An Hội Đông (Vietnamese: Phường An Hội Đông) is a ward of Ho Chi Minh City, Vietnam. It is one of the 168 new wards, communes and special zones of the city following the reorganization in 2025.

==Geography==
An Hội Đông is bordered by the following wards:
- Thới An to the north
- An Hội Tây to the west
- Thông Tây Hội to the southwest
- Gò Vấp to the south
- An Phú Đông to the northeast

According to Official Dispatch No. 2896/BNV-CQĐP dated May 27, 2025 of the Ministry of Home Affairs, following the merger, An Hội Đông has a land area of 3.29 km², the population as of December 31, 2024 is 123,681 people, the population density is 37,593 people/km².

==History==
On June 16, 2025, the National Assembly Standing Committee issued Resolution No. 1685/NQ-UBTVQH15 on the arrangement of commune-level administrative units of Ho Chi Minh City in 2025 (effective from June 16, 2025).
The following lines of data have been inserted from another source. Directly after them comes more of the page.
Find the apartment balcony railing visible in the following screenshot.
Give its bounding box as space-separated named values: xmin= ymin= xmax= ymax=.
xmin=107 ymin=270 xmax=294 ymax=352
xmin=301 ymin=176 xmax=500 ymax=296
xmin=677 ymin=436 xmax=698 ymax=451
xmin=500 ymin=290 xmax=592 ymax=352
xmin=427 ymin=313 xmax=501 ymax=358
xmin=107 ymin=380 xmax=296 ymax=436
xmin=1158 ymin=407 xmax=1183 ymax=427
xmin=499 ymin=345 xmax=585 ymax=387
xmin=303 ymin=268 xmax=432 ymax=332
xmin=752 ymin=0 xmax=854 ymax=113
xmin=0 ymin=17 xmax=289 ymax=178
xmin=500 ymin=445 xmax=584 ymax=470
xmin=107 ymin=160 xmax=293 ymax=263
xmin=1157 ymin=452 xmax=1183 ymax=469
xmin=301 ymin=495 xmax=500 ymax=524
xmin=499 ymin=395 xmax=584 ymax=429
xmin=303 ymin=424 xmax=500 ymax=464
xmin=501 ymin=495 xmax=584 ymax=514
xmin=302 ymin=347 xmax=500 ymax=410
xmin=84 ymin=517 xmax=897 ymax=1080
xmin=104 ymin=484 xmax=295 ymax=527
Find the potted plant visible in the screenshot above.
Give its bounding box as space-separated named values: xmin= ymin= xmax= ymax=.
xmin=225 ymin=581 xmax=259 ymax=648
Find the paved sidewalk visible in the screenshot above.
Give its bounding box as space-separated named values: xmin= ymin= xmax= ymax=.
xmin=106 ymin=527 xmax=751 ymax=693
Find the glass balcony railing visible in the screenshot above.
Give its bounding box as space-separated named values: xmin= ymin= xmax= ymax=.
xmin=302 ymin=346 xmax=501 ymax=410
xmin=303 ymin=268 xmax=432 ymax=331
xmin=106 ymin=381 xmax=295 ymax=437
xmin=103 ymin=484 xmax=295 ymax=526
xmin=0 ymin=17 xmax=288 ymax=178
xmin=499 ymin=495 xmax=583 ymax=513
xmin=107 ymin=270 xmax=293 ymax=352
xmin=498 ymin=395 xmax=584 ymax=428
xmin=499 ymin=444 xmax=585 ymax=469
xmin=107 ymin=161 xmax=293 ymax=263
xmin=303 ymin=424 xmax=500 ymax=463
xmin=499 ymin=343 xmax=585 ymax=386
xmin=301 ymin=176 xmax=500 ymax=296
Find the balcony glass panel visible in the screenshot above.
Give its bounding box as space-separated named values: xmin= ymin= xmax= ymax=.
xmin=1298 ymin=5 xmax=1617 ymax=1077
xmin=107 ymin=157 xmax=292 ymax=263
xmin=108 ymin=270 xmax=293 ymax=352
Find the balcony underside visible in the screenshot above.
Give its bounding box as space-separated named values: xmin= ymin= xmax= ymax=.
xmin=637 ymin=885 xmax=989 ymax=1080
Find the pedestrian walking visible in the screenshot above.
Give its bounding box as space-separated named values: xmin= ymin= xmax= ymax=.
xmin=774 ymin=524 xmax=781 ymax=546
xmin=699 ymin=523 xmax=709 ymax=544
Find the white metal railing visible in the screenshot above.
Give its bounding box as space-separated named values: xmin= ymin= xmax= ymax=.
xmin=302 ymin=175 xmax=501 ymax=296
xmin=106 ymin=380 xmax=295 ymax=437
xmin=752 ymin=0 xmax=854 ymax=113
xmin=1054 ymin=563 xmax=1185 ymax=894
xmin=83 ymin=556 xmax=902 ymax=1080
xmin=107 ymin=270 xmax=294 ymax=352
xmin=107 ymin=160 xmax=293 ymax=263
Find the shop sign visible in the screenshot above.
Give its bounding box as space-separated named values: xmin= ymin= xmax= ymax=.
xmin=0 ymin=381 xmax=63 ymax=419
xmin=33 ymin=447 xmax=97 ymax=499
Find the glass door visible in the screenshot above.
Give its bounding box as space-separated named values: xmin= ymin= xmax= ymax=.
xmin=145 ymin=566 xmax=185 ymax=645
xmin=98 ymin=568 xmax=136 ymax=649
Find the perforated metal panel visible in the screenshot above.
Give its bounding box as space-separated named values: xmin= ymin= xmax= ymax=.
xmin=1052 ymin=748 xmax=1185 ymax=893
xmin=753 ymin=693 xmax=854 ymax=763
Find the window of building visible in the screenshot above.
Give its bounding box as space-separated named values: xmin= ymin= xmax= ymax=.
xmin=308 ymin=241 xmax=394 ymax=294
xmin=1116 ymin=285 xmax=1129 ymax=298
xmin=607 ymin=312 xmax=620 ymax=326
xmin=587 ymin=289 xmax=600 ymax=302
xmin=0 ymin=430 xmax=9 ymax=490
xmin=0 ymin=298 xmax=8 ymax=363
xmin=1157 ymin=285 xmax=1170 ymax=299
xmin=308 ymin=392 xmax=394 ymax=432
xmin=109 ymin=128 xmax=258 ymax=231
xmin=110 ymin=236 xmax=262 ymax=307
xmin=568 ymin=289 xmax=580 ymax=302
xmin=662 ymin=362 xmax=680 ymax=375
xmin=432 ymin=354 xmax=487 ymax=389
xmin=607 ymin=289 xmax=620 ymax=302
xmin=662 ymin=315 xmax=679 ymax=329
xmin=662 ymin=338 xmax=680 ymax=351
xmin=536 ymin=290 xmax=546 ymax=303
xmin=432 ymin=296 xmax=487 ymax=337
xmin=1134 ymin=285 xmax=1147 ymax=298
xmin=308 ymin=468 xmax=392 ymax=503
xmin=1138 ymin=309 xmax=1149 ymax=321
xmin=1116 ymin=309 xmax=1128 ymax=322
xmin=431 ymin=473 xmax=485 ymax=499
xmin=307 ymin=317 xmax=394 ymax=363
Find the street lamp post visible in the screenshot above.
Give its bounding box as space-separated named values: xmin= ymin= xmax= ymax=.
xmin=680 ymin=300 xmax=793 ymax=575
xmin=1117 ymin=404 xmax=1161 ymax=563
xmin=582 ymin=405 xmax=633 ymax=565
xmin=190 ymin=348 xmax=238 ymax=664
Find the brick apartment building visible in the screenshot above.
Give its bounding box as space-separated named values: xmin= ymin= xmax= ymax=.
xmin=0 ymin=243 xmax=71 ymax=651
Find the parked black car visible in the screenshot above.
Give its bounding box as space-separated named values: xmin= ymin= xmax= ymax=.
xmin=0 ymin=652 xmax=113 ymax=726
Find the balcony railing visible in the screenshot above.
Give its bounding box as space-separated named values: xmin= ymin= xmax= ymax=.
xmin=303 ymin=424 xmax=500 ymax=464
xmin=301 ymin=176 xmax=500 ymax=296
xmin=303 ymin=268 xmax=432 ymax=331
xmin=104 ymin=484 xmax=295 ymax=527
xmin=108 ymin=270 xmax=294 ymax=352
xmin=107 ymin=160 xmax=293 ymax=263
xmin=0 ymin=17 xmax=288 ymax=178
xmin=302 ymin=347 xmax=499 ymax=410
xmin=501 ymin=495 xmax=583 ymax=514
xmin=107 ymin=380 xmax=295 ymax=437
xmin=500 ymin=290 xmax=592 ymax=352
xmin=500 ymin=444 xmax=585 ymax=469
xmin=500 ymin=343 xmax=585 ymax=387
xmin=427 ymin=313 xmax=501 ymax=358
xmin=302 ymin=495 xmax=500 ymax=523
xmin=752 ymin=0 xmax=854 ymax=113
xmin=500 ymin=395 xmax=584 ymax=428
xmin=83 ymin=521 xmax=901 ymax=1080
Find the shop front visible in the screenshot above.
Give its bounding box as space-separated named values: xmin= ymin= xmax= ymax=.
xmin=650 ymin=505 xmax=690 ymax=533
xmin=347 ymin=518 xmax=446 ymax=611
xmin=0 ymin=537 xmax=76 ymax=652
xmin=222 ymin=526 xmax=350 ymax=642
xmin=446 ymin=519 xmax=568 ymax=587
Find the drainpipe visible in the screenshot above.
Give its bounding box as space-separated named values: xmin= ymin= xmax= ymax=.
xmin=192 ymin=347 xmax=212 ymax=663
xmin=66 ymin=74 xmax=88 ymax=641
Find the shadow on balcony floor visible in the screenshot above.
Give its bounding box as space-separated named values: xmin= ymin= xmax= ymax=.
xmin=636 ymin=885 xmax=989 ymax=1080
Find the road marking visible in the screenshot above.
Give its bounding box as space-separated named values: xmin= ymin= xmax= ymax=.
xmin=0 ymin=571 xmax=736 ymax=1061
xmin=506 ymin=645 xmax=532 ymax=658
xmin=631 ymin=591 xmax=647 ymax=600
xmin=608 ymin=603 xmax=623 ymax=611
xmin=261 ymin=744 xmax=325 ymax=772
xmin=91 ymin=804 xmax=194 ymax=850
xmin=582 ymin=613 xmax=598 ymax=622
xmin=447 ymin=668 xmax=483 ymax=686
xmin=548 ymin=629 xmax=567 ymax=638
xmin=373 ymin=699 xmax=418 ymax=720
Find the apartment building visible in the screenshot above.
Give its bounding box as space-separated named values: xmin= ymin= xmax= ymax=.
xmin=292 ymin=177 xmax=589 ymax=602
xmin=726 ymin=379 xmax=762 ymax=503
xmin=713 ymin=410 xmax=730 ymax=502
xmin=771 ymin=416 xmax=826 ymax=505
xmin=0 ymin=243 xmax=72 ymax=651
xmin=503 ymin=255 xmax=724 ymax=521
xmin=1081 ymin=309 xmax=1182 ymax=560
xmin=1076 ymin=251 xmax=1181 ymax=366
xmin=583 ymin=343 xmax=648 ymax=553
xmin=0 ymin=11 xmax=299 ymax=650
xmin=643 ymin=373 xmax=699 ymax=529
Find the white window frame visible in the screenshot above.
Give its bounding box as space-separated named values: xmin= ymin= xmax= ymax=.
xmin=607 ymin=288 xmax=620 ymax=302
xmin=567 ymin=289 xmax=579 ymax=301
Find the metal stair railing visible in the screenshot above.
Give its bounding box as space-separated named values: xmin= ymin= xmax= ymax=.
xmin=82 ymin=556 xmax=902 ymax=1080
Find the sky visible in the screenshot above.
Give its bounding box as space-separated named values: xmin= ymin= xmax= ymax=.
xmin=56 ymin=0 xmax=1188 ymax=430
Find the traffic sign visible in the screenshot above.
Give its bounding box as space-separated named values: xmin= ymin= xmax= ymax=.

Accordingly, the entire land area and population of Ward 15 and Ward 16 of the former Gò Vấp district will be integrated into a new ward named An Hội Đông (Clause 50, Article 1).

==Etymology==
In the 2025 commune-level administrative unit arrangement, the city government has advocated to name new wards and communes with words instead of naming them with numbers. With many considerations from the history of the land, familiarity and cultural values. This policy has been widely supported by the people. Among them, some old place names such as Sài Gòn, Gia Định, Chợ Lớn, and others have been restored.

In which, An Hội is the name of a bronze casting village in the old Gò Vấp district. In addition, An Hội is also the name of an ancient communal house that has been recognized as a city-level architectural and artistic relic. Then they added "Đông" for east, hence the name: An Hội Đông.